Second quarter sales at Harlequin fell to C$107.0 million from C$110.3 million, but operating profit rose to C$18.0 million from C$16.3 million in last year’s second period, parent company Torstar reported this morning. The drop in revenue was due to the decline in sales of print titles that was not entirely offset by higher digital sales. Earnings rose due to lower promotional spending and a lower returns provision. Foreign exchange had a C$100,000 negative impact on revenue.

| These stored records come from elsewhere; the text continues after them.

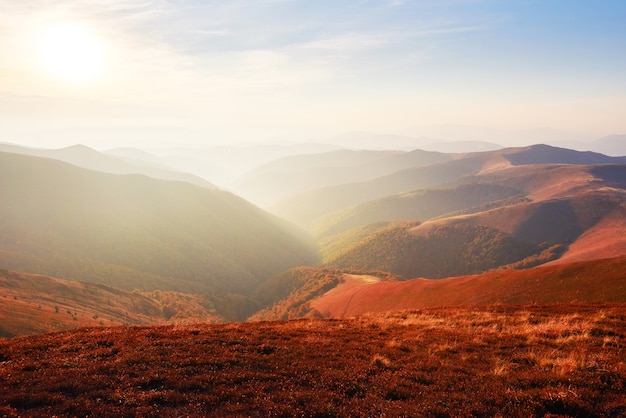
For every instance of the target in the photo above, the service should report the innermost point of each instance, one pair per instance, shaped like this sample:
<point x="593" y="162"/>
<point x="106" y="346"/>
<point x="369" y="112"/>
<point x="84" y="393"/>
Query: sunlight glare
<point x="70" y="51"/>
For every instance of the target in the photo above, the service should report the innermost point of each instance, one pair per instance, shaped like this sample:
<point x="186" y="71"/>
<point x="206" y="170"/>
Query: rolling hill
<point x="280" y="179"/>
<point x="520" y="235"/>
<point x="308" y="207"/>
<point x="131" y="231"/>
<point x="35" y="304"/>
<point x="85" y="157"/>
<point x="366" y="293"/>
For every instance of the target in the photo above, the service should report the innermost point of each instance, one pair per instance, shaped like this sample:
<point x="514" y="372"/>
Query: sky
<point x="111" y="73"/>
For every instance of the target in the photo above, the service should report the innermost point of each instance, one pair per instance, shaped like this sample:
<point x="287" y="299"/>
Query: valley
<point x="366" y="282"/>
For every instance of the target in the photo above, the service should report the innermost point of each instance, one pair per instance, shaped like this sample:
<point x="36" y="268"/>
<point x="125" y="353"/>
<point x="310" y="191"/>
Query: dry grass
<point x="535" y="360"/>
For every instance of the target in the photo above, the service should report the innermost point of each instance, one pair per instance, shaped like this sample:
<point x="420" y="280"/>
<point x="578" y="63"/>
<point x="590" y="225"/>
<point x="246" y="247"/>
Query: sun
<point x="71" y="51"/>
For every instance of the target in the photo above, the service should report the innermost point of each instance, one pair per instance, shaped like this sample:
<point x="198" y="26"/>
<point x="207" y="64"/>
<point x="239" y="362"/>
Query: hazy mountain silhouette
<point x="85" y="157"/>
<point x="133" y="231"/>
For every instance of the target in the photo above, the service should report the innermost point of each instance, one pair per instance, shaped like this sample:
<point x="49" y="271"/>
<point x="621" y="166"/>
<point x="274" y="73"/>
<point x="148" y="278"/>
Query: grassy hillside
<point x="510" y="167"/>
<point x="289" y="294"/>
<point x="85" y="157"/>
<point x="292" y="175"/>
<point x="419" y="205"/>
<point x="352" y="295"/>
<point x="520" y="361"/>
<point x="34" y="304"/>
<point x="449" y="249"/>
<point x="137" y="232"/>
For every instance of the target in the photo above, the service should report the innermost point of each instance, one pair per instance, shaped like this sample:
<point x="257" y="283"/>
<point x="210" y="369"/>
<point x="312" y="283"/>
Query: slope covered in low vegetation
<point x="136" y="232"/>
<point x="514" y="361"/>
<point x="35" y="304"/>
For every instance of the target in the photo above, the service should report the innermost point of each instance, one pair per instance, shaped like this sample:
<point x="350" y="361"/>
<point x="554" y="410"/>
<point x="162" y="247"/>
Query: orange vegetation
<point x="513" y="361"/>
<point x="595" y="281"/>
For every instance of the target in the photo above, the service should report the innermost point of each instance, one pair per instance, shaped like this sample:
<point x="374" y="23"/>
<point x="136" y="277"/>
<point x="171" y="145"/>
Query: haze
<point x="203" y="73"/>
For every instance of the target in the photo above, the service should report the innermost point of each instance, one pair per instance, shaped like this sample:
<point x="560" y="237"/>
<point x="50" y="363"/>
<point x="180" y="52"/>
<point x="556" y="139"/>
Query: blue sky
<point x="230" y="71"/>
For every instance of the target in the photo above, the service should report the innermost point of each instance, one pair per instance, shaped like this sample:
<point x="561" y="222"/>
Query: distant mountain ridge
<point x="132" y="231"/>
<point x="307" y="208"/>
<point x="85" y="157"/>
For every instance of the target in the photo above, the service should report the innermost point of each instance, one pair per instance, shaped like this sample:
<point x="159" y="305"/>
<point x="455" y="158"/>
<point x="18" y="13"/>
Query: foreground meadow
<point x="513" y="361"/>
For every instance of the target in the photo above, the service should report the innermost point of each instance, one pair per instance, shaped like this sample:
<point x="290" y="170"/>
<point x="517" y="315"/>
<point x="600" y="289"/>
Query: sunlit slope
<point x="34" y="304"/>
<point x="85" y="157"/>
<point x="521" y="235"/>
<point x="510" y="167"/>
<point x="419" y="205"/>
<point x="289" y="295"/>
<point x="293" y="175"/>
<point x="136" y="232"/>
<point x="352" y="295"/>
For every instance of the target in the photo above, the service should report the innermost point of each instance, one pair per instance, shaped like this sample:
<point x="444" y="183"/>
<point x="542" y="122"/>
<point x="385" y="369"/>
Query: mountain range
<point x="338" y="225"/>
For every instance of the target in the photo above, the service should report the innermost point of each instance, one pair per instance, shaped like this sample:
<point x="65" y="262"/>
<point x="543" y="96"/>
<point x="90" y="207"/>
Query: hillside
<point x="357" y="294"/>
<point x="508" y="167"/>
<point x="418" y="205"/>
<point x="513" y="361"/>
<point x="35" y="304"/>
<point x="280" y="179"/>
<point x="136" y="232"/>
<point x="520" y="235"/>
<point x="85" y="157"/>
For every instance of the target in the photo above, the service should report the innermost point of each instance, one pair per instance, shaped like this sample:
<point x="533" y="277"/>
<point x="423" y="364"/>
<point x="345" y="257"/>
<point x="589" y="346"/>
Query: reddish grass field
<point x="509" y="361"/>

According to Torstar, North America sales were down C$3.3 million in the quarter with declines of C$2.6 million in retail print and C$2.3 million in direct-to-consumer revenue more than offsetting digital revenue growth of C$1.6 million. Torstar noted that in North America, the shift in retail sales from print to digital moderated in the second quarter, although it added that Harlequin has adjusted its print volumes to account for the higher percentage of digital sales. For all of Harlequin, digital revenue was 20.4% of total sales in the quarter (and the six month period), compared to 15.0% for the second quarter of 2011 (and 14.3% for the six months).

In overseas markets, business continued to be negatively impacted by softness in Europe, although in the quarter digital revenue growth offset lower retail print and direct-to-consumer revenue resulting in an increase in sales of about C$200,000.

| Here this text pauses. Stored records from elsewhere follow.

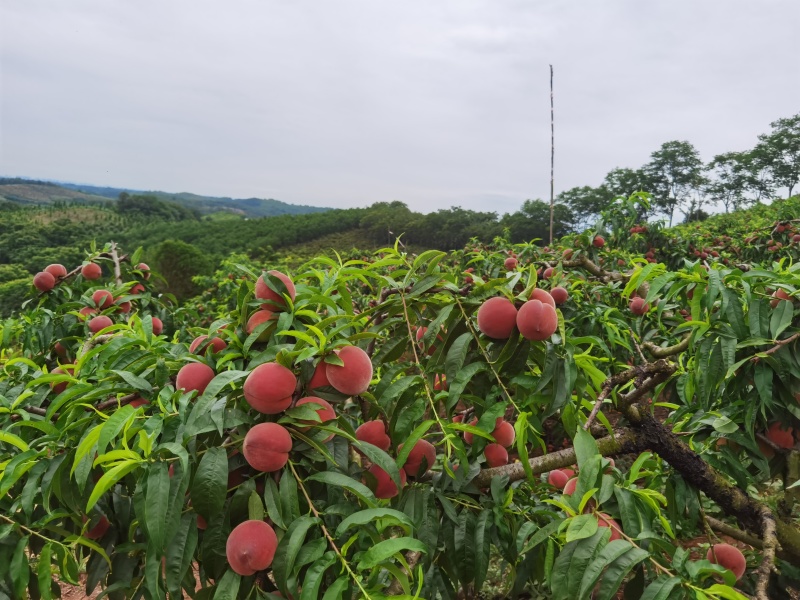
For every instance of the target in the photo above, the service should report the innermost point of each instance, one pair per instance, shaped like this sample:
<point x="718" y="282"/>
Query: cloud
<point x="352" y="102"/>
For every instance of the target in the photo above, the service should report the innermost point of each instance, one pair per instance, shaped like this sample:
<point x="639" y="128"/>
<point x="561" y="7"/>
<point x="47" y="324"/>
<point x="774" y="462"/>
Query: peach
<point x="62" y="370"/>
<point x="537" y="321"/>
<point x="558" y="478"/>
<point x="271" y="298"/>
<point x="320" y="377"/>
<point x="98" y="323"/>
<point x="144" y="269"/>
<point x="374" y="432"/>
<point x="44" y="281"/>
<point x="781" y="436"/>
<point x="559" y="295"/>
<point x="56" y="270"/>
<point x="200" y="346"/>
<point x="269" y="388"/>
<point x="638" y="306"/>
<point x="604" y="520"/>
<point x="729" y="557"/>
<point x="422" y="455"/>
<point x="439" y="383"/>
<point x="256" y="319"/>
<point x="102" y="299"/>
<point x="91" y="271"/>
<point x="543" y="296"/>
<point x="778" y="296"/>
<point x="266" y="447"/>
<point x="99" y="530"/>
<point x="158" y="326"/>
<point x="496" y="455"/>
<point x="503" y="432"/>
<point x="354" y="376"/>
<point x="137" y="402"/>
<point x="194" y="377"/>
<point x="497" y="318"/>
<point x="251" y="547"/>
<point x="385" y="488"/>
<point x="86" y="311"/>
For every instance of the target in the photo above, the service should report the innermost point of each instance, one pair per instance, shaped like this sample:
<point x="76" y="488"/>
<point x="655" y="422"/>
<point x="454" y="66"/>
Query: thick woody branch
<point x="622" y="442"/>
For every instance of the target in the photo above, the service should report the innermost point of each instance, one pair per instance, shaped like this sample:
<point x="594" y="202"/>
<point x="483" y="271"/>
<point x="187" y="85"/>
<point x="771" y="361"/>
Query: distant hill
<point x="32" y="192"/>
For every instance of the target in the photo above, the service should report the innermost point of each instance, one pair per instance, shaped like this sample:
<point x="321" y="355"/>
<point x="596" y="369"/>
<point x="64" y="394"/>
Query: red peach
<point x="91" y="271"/>
<point x="273" y="300"/>
<point x="269" y="388"/>
<point x="266" y="447"/>
<point x="251" y="547"/>
<point x="496" y="455"/>
<point x="497" y="318"/>
<point x="729" y="557"/>
<point x="102" y="299"/>
<point x="423" y="454"/>
<point x="559" y="295"/>
<point x="537" y="321"/>
<point x="98" y="323"/>
<point x="194" y="377"/>
<point x="354" y="376"/>
<point x="200" y="344"/>
<point x="44" y="281"/>
<point x="374" y="432"/>
<point x="56" y="270"/>
<point x="638" y="306"/>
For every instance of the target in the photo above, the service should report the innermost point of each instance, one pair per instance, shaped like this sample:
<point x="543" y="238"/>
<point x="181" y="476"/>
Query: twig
<point x="778" y="345"/>
<point x="664" y="352"/>
<point x="115" y="258"/>
<point x="768" y="535"/>
<point x="624" y="441"/>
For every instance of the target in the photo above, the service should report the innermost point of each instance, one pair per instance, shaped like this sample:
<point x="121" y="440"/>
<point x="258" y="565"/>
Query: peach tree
<point x="405" y="426"/>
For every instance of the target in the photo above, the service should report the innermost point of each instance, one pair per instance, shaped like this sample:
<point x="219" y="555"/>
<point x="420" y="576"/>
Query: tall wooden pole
<point x="552" y="156"/>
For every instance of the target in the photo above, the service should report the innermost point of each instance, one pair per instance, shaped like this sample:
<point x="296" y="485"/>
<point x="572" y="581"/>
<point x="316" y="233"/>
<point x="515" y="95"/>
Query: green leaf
<point x="315" y="576"/>
<point x="456" y="355"/>
<point x="108" y="479"/>
<point x="388" y="548"/>
<point x="210" y="483"/>
<point x="581" y="527"/>
<point x="10" y="438"/>
<point x="228" y="586"/>
<point x="661" y="588"/>
<point x="289" y="547"/>
<point x="156" y="502"/>
<point x="337" y="589"/>
<point x="383" y="460"/>
<point x="617" y="571"/>
<point x="388" y="515"/>
<point x="180" y="553"/>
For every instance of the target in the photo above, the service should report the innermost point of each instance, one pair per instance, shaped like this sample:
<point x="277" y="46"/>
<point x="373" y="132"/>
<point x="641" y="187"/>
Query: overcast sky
<point x="348" y="102"/>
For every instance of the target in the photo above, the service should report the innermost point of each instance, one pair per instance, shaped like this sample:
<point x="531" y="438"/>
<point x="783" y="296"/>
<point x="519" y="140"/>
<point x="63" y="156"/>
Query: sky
<point x="343" y="103"/>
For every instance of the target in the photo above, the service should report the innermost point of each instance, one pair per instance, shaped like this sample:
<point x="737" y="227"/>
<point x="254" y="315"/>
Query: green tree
<point x="675" y="172"/>
<point x="179" y="262"/>
<point x="781" y="150"/>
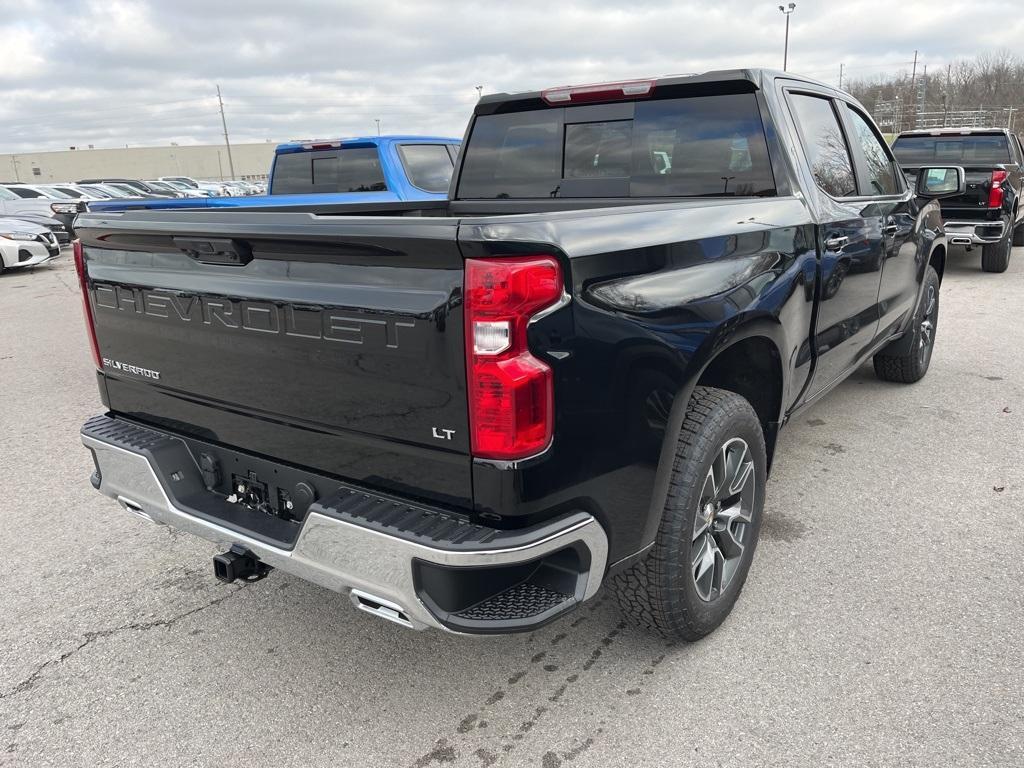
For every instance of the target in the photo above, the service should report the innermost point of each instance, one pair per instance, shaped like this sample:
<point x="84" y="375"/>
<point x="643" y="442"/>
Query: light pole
<point x="786" y="10"/>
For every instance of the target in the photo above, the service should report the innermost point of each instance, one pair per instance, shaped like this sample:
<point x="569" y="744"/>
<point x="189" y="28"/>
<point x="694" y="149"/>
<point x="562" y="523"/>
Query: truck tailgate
<point x="974" y="203"/>
<point x="333" y="343"/>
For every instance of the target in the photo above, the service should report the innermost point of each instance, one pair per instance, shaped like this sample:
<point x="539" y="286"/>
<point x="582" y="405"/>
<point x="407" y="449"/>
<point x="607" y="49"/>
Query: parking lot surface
<point x="881" y="624"/>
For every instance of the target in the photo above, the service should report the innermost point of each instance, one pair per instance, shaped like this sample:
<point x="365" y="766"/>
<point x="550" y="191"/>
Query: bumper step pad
<point x="434" y="566"/>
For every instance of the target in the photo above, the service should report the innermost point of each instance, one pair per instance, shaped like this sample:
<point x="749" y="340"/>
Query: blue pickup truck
<point x="368" y="169"/>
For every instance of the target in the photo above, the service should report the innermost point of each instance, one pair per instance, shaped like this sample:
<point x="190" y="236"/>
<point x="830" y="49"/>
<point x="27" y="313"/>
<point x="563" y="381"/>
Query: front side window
<point x="881" y="171"/>
<point x="824" y="145"/>
<point x="690" y="146"/>
<point x="428" y="166"/>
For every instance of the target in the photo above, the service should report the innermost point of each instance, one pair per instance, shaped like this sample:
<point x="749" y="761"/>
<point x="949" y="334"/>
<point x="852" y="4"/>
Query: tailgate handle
<point x="216" y="250"/>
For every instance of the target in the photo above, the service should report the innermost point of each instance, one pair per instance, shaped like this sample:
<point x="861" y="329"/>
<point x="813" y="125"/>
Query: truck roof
<point x="306" y="143"/>
<point x="745" y="79"/>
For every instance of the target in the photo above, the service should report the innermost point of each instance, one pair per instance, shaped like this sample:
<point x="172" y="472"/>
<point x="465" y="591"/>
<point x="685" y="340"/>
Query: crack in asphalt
<point x="35" y="678"/>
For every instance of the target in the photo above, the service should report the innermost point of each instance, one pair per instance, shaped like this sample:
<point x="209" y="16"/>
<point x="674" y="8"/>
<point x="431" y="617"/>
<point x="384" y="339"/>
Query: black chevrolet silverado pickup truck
<point x="989" y="212"/>
<point x="472" y="414"/>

For the first half of 2012, sales were down 5.3%, to C$213.7 million, but operating earnings were up slightly, rising to C$38.4 million from C$38.3 million. Torstar said it expects results in the second half of 2012 at Harlequin to decline due to factors that include higher author royalty rates for digital sales and a difficult comparison with a strong 2011 performance. Beginning July 1, Harlequin raised its e-book royalty rate on its frontlist titles and for much of its backlist.